What are these red installations at the end of the runway? They shine bright like a laser but I don't think they would install those near an airport.
These are VASI lights, which stands for Visual Approach Slope Indicator. When approaching a runway to land, an aircraft follows a specific glide slope. Usually, that slope is around -3 degrees.
These VASI-lights help the pilot visually verifying that they are not too low and not too high. There are a total of four lights, representing two bars.
Now you only see two reds on the VASI, but there is also another color, that you will never get to see, except if you sit in a cockpit of a plane: White. Using this two colors, the VASI tells pilots if they are approaching the runway too high or too low.
The VASI works analog, so it does not know how high a plane is and it's position and changes lights accordingly. Both red and white light at the same time and by using a lens-mechanism, the pilots gets to see the correct lights.
There are three color codes of a VASI:
When both the VASI-bars are red, as in your picture, the plane is too low and needs to pitch up.
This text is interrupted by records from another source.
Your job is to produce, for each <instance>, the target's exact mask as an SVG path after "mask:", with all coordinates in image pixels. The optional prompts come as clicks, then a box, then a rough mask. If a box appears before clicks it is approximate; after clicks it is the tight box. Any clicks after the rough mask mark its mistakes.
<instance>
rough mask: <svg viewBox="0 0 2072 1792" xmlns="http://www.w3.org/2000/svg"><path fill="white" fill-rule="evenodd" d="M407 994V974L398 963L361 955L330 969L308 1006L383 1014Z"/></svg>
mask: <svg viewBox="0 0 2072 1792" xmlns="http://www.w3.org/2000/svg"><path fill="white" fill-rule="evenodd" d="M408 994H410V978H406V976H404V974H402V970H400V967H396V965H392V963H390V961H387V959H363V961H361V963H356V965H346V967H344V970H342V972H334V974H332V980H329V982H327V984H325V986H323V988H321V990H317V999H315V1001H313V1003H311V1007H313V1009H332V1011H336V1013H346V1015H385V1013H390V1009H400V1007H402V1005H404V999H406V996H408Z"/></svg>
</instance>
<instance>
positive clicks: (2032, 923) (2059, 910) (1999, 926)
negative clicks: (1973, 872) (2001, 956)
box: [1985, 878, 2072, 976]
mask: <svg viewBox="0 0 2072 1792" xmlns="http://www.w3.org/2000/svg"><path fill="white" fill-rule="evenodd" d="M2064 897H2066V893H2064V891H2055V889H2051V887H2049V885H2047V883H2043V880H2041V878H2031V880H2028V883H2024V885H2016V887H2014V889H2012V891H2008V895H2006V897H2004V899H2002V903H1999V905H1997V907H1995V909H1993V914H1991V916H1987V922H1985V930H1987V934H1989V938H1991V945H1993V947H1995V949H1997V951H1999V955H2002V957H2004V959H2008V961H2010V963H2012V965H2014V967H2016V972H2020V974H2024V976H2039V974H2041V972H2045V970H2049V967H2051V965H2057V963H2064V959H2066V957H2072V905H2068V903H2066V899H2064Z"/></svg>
Red and white means on glidepath and two whites mean too high and the pilot needs to descend faster.
There's also a mnemonic to remember the (very easy tbh) color codes:
White over White, you're high as a kite.
Red over White, you're alright.
Red over Red, you're dead.
White over Red, unsaid.
(White over red is no color code actually, because you would have to fly inverted to get it, that's why it's "unsaid".
Here's how a VASI-light looks close-up:
That is a VASI (visual approach slope indicator) system. It is used by aircraft to verify their approach angle when on final approach.